Additionally, it is important to take into account how the state space— defined at step three—affects the predictive capabilities of a Markov chain. To demonstrate how this can affect the interpretation, we merged “Politics” and “Business” news topics to a hard news category, and “Entertainment” and “Other” news topics to a soft news category. Comparing 3 with 2, we see that this new model still leads to similar conclusions regarding the dominance of soft news, but the really low probabilities towards politics are not captured and overshadowed by the comparatively well-doing business news. As this example illustrates, using too broad categories to define the state space can lead to less informative models, even if they fit the data well (; and ).

Figure 3. The probability of users changing between hard and soft news: Homepage or section page, Hard news, Soft news, and End of Web session.

Figure 3. The probability of users changing between hard and soft news: Homepage or section page, Hard news, Soft news, and End of Web session.

Table 4. Transition probabilities training set (80%)—four states

Table 5. Transition probabilities test set (20%)—four states.

Conclusion and Discussion

In this paper, we have argued that to understand online news use, we must take into account the sequentiality of users’ journey.
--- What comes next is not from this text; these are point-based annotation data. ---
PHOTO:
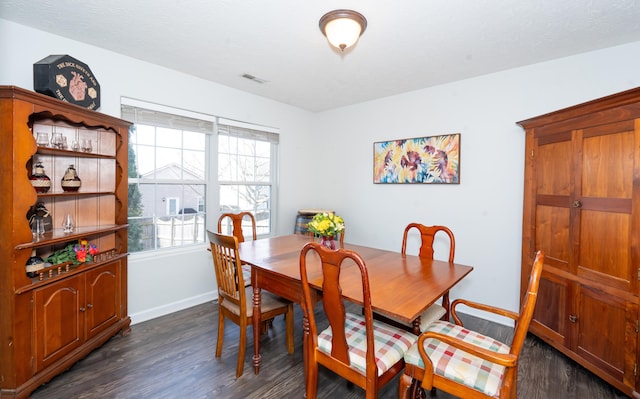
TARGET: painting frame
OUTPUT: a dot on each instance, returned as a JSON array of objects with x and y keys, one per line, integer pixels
[{"x": 419, "y": 160}]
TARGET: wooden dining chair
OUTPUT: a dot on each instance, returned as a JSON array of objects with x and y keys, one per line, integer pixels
[
  {"x": 436, "y": 311},
  {"x": 428, "y": 236},
  {"x": 236, "y": 220},
  {"x": 466, "y": 363},
  {"x": 365, "y": 352},
  {"x": 233, "y": 294}
]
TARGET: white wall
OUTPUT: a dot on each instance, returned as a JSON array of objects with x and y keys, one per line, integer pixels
[
  {"x": 167, "y": 281},
  {"x": 484, "y": 210}
]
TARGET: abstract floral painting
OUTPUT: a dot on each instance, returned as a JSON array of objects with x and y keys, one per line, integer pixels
[{"x": 434, "y": 159}]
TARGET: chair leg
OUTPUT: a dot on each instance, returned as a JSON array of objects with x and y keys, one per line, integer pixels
[
  {"x": 289, "y": 329},
  {"x": 312, "y": 379},
  {"x": 220, "y": 333},
  {"x": 403, "y": 386},
  {"x": 446, "y": 305},
  {"x": 416, "y": 391},
  {"x": 242, "y": 348}
]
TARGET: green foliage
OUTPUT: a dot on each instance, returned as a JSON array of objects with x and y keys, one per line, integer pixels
[{"x": 135, "y": 203}]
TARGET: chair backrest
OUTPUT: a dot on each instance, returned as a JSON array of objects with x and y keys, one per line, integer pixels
[
  {"x": 528, "y": 305},
  {"x": 428, "y": 235},
  {"x": 236, "y": 222},
  {"x": 224, "y": 250},
  {"x": 331, "y": 261}
]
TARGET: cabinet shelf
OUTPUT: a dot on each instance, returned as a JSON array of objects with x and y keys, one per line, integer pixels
[
  {"x": 58, "y": 237},
  {"x": 73, "y": 270},
  {"x": 71, "y": 153},
  {"x": 75, "y": 194}
]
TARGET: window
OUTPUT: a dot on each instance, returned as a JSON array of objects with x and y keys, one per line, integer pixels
[
  {"x": 167, "y": 179},
  {"x": 171, "y": 190},
  {"x": 246, "y": 173}
]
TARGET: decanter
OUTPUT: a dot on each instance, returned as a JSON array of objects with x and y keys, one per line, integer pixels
[
  {"x": 70, "y": 180},
  {"x": 39, "y": 179}
]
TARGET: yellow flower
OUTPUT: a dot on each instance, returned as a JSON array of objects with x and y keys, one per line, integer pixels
[{"x": 326, "y": 224}]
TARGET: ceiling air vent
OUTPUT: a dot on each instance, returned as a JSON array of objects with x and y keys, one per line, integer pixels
[{"x": 254, "y": 78}]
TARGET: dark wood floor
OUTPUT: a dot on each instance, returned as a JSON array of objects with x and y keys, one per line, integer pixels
[{"x": 173, "y": 357}]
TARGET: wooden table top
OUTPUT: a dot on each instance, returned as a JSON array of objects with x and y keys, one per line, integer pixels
[{"x": 402, "y": 286}]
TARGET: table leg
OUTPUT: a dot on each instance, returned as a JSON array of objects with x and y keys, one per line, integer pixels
[
  {"x": 416, "y": 326},
  {"x": 257, "y": 359}
]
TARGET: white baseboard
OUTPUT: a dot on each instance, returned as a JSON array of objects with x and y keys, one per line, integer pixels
[{"x": 166, "y": 309}]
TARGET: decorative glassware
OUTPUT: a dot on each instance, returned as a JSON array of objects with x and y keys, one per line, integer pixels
[
  {"x": 56, "y": 140},
  {"x": 67, "y": 223},
  {"x": 34, "y": 264},
  {"x": 42, "y": 139},
  {"x": 37, "y": 227},
  {"x": 70, "y": 180},
  {"x": 39, "y": 179},
  {"x": 86, "y": 145}
]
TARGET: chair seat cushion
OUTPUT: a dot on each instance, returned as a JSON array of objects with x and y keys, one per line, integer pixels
[
  {"x": 458, "y": 365},
  {"x": 268, "y": 302},
  {"x": 390, "y": 343},
  {"x": 432, "y": 314}
]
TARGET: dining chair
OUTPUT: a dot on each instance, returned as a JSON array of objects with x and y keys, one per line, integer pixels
[
  {"x": 233, "y": 294},
  {"x": 365, "y": 352},
  {"x": 466, "y": 363},
  {"x": 236, "y": 220},
  {"x": 427, "y": 238}
]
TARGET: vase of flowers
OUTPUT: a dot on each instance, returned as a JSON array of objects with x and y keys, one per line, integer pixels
[
  {"x": 75, "y": 253},
  {"x": 326, "y": 225}
]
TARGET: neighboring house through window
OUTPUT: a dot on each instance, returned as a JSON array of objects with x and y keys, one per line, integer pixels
[{"x": 171, "y": 189}]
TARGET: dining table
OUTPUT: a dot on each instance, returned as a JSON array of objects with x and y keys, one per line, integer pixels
[{"x": 402, "y": 286}]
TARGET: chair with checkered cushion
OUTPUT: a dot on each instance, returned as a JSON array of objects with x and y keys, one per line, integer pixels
[
  {"x": 366, "y": 353},
  {"x": 428, "y": 235},
  {"x": 466, "y": 363}
]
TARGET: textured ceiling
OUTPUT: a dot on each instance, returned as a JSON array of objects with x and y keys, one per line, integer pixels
[{"x": 408, "y": 44}]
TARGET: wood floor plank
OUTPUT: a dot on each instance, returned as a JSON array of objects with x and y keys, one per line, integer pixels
[{"x": 174, "y": 357}]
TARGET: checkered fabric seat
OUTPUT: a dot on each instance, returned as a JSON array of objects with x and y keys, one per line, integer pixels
[
  {"x": 458, "y": 365},
  {"x": 390, "y": 343}
]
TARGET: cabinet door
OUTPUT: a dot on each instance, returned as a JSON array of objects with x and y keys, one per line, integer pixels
[
  {"x": 607, "y": 334},
  {"x": 551, "y": 315},
  {"x": 103, "y": 298},
  {"x": 58, "y": 320},
  {"x": 602, "y": 225}
]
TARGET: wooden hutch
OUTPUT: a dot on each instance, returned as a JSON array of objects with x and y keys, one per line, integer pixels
[
  {"x": 50, "y": 321},
  {"x": 582, "y": 208}
]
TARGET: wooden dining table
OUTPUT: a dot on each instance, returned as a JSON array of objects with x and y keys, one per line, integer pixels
[{"x": 402, "y": 286}]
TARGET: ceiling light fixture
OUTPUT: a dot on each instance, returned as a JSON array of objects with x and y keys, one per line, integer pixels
[{"x": 343, "y": 28}]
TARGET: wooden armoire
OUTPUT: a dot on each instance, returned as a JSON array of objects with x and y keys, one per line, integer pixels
[
  {"x": 60, "y": 313},
  {"x": 582, "y": 208}
]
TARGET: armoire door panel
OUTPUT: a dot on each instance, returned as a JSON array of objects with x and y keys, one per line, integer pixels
[
  {"x": 103, "y": 301},
  {"x": 607, "y": 165},
  {"x": 550, "y": 314},
  {"x": 552, "y": 235},
  {"x": 605, "y": 248},
  {"x": 58, "y": 321},
  {"x": 553, "y": 168},
  {"x": 606, "y": 333}
]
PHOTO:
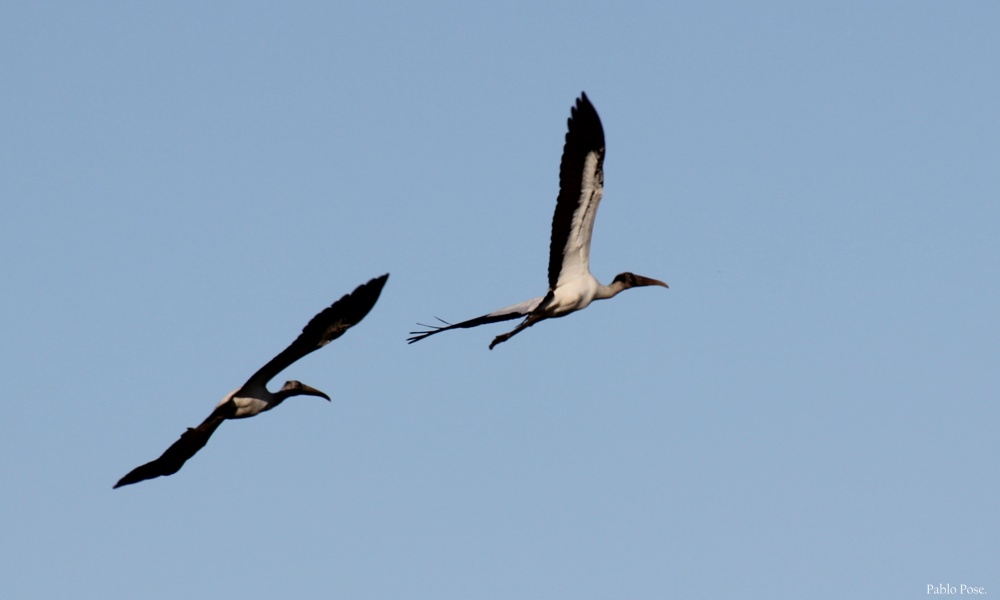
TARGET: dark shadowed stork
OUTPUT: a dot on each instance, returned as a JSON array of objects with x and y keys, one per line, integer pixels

We need to move beyond analyzing why a user clicked on a given news item, and ask how the user actually got there. In particular, we suggested a simple to use yet informative model: Markov chains, which describe the probability of transitioning from one state (such as “reading an entertainment article”, or “being on Facebook”) to another state (such as “reading a politics article”, or “being on the publisher’s website”). The states of interest can be anything, and have to be defined in advance, forming the state space.

This is interesting both for journalism studies and journalism practice. Although modeling Markov chains is increasingly popular in Web usage mining, there are only a limited number of studies using Markov chains in communication research (see e.g., Hopp, Fisher, and Weber Citation2019). To fill this gap, the present article explicates the usage of Markov chains in the communication field. We aim to make a methodological contribution to journalism research, addressing earlier calls to adopt computational and algorithmic solutions in the field (Zamith and Lewis Citation2015). Since the volume of clickstream and user data has reached enormous proportions, scholars face new challenges to describe and analyze this wealth of information. By using Markov chains, we demonstrate an effective approach to discover meaningful patterns from clickstream data. In this way, we are able to obtain a further understanding of the news journeys Web users take to find the news they want to read.

Describing and analyzing patterns of news use is also essential for journalism practice. In particular, the sequentiality of news has gained importance. News user journeys can be an important source of support and inspiration for editorial groups. Moreover, such insights help to determine whether a certain news article should be offered merely to premium members or not. And, are helpful to develop and improve personalization and content recommendation. To quote the data analyst from the publishing house again:

This next step is still rather difficult: ‘What do we offer visitors after reading a news article?’ If they read a political news article, we often present them other political news articles to increase recirculation. Though, you have to offer different interesting news articles that people do not expect, to prevent people from entering a certain funnel.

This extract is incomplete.